Wednesday, February 24, 2016

What suicidal thoughts look like to me

Unfortunately, I'm no stranger to suicidal thoughts.

That's the end of my introduction.

When I have experienced suicidal thoughts, here is what has happened in my head. I will attempt to describe it using imagery.

My mind is personified as me. I am standing somewhere, and then some amorphous object enters into my right periphery. It is flowing past me from right to left. This is the suicidal thought. Notice that it is not a thought or an idea that I manufactured; it entered on its own. It arrived in response to some triggering situation that caused me extreme emotional distress, and it presents itself as an option for me to escape my current mental and emotional state. If I want, I can reach out, grab it, latch onto it, and allow it to carry me.

How I choose to respond to this thought is critical. I can choose to remain where I am, watch it pass in front of me, and then watch it exit my left periphery. I do not give it any power over me. Sometimes only one of these thoughts floats by; other times, it is many of them with headways of a couple minutes. Each time a new one drifts past, I need to make a choice not to reach out, grab it, and latch onto it.

In at least one instance, I have turned the direction that I am facing so that I cannot see the thought pass by and be tempted by it. In this instance, what happened was the thoughts kept coming, but their direction of approach changed each time I changed the direction I was looking. No matter which way I turned, I was surrounded by these thoughts. This was an instance where I felt completely helpless, like there was no way to escape them. But I still did not reach out and grab.

And there have been a couple instances where I have chosen to grab. I see the thought approaching, and then I pull myself onto it as it crosses in front of me. In these instances, I voluntarily give up my footing, and I allow this suicidal thought to take me wherever it pleases. I give the thought complete control over my mental state. Very rarely am I able to hurl myself from the ride on my own; it is someone else who makes the thought halt by blocking its trajectory. The other person usually cannot get me off the thought, but they can stop it from moving. It takes me a long time to off-board the thought on my own, because the surrounding atmosphere is dark. I cannot see a stable place for me to stand, and I do not trust that one is there.

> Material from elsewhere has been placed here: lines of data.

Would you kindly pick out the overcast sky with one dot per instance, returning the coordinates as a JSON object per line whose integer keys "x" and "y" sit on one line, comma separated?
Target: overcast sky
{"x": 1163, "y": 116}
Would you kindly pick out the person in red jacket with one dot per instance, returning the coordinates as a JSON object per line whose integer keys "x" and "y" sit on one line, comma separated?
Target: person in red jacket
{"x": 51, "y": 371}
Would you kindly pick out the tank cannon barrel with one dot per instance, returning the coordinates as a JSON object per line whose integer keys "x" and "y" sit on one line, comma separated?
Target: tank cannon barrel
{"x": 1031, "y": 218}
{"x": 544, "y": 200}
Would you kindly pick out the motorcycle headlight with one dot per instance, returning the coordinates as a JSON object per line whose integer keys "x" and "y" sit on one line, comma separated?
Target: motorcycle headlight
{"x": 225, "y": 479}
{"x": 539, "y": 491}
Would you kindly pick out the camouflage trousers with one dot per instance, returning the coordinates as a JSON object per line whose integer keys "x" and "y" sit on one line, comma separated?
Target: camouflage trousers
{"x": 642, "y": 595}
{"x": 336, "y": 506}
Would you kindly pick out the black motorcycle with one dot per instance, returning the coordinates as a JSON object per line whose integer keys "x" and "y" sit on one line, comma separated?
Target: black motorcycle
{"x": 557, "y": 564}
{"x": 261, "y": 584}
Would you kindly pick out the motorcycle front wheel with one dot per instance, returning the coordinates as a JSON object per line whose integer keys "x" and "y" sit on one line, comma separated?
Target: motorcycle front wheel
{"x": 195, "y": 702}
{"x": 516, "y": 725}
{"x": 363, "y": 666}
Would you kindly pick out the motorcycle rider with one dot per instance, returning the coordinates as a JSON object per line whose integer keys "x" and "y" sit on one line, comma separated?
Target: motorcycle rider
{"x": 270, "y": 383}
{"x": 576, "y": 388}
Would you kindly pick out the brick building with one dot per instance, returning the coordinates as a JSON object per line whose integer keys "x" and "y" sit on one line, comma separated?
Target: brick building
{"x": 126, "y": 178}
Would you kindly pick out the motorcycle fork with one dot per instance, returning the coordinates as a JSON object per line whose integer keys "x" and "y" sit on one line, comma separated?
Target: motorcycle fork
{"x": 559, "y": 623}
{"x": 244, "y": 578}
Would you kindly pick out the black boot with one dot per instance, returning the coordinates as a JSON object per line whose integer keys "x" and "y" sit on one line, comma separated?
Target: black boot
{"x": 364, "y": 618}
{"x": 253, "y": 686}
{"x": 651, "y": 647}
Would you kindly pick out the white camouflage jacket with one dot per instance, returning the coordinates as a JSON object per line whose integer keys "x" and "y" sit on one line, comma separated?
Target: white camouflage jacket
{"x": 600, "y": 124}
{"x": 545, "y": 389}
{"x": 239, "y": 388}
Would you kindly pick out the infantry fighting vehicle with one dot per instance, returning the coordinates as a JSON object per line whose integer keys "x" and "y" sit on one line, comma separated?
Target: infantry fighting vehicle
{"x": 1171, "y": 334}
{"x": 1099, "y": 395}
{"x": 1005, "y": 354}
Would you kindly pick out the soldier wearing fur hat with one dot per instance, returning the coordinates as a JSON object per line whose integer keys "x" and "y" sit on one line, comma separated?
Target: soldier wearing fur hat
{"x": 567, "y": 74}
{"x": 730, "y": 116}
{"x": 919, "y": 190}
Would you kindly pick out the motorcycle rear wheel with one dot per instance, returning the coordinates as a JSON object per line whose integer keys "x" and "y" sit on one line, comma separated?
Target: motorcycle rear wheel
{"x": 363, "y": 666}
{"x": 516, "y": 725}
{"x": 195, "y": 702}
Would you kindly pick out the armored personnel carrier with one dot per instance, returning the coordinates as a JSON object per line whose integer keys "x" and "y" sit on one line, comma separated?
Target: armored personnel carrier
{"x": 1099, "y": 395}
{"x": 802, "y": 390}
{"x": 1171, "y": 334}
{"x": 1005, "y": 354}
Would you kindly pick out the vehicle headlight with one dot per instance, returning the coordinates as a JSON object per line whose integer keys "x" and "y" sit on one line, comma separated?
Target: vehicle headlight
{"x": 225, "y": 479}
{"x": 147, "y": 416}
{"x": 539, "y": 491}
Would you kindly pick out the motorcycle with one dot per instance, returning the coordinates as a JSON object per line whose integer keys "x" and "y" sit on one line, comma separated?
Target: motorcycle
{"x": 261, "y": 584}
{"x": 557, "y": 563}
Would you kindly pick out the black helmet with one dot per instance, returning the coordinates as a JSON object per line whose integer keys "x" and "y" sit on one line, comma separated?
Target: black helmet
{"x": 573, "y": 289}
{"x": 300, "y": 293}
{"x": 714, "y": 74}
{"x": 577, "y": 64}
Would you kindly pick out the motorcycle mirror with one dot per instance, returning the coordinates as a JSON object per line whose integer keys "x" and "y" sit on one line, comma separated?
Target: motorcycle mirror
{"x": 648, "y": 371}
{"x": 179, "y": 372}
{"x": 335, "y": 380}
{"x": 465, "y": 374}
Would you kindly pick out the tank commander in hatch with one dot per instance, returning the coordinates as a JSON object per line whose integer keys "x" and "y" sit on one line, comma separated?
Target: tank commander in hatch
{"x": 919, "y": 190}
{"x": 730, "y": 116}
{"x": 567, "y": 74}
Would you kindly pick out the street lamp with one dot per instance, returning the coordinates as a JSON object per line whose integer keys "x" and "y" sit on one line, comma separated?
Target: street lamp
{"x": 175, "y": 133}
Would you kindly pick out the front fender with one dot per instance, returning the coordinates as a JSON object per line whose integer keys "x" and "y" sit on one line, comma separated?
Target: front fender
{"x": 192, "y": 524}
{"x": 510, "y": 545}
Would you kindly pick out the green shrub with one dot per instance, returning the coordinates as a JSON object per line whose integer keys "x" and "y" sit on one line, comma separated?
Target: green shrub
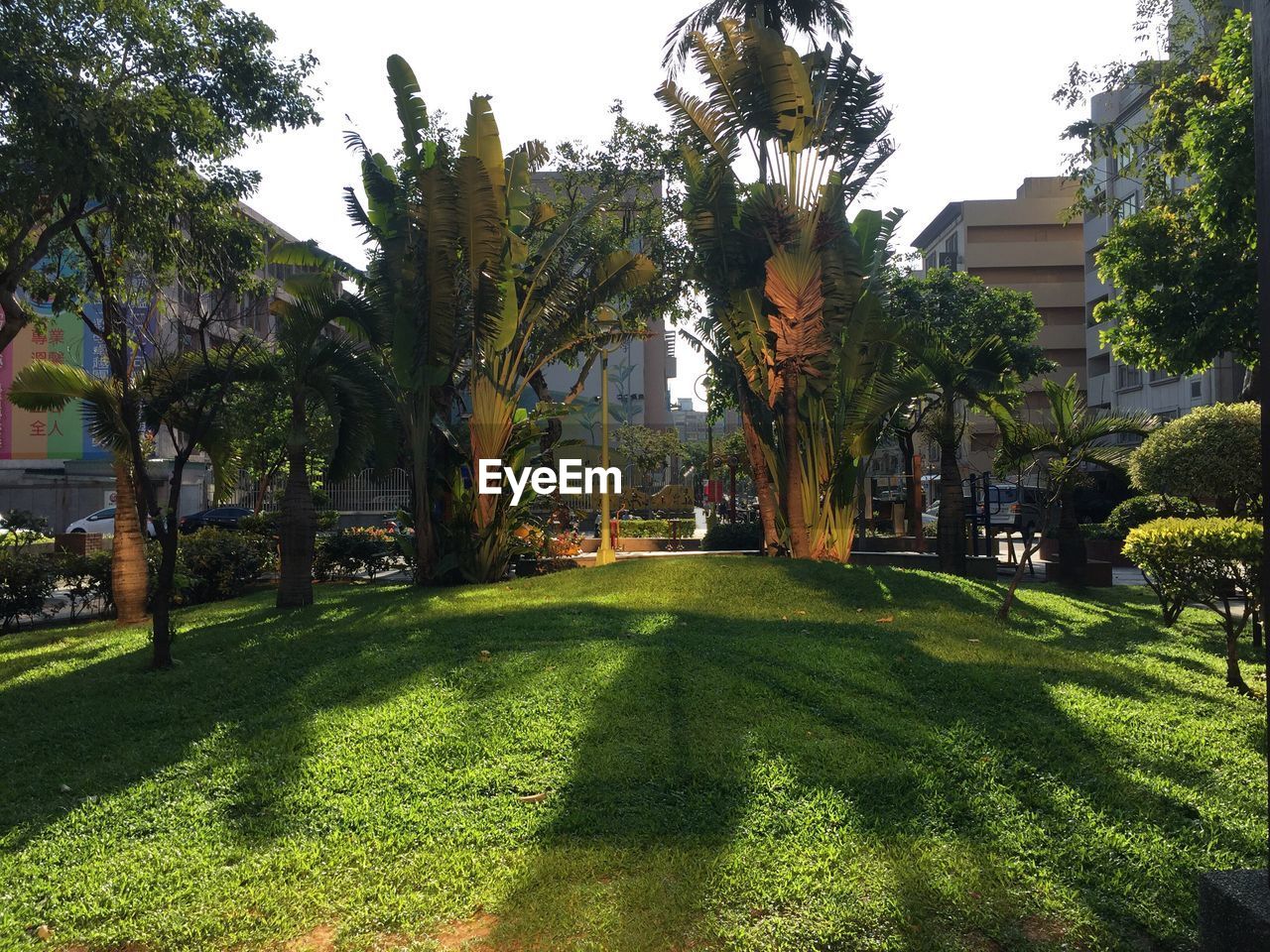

When I do get off in the darkness, I slowly start making my way back to the light. It takes time. On my way back, sometimes I wander in circles in the dark; sometimes another suicidal thought floats by and I reach out to touch it; sometimes I step onto an uneven surface in the dark. It might take days, it might take weeks, it might take months; but I do eventually return to a more illuminated area.

That is how I visualize what happens in my head. Other people may experience it differently.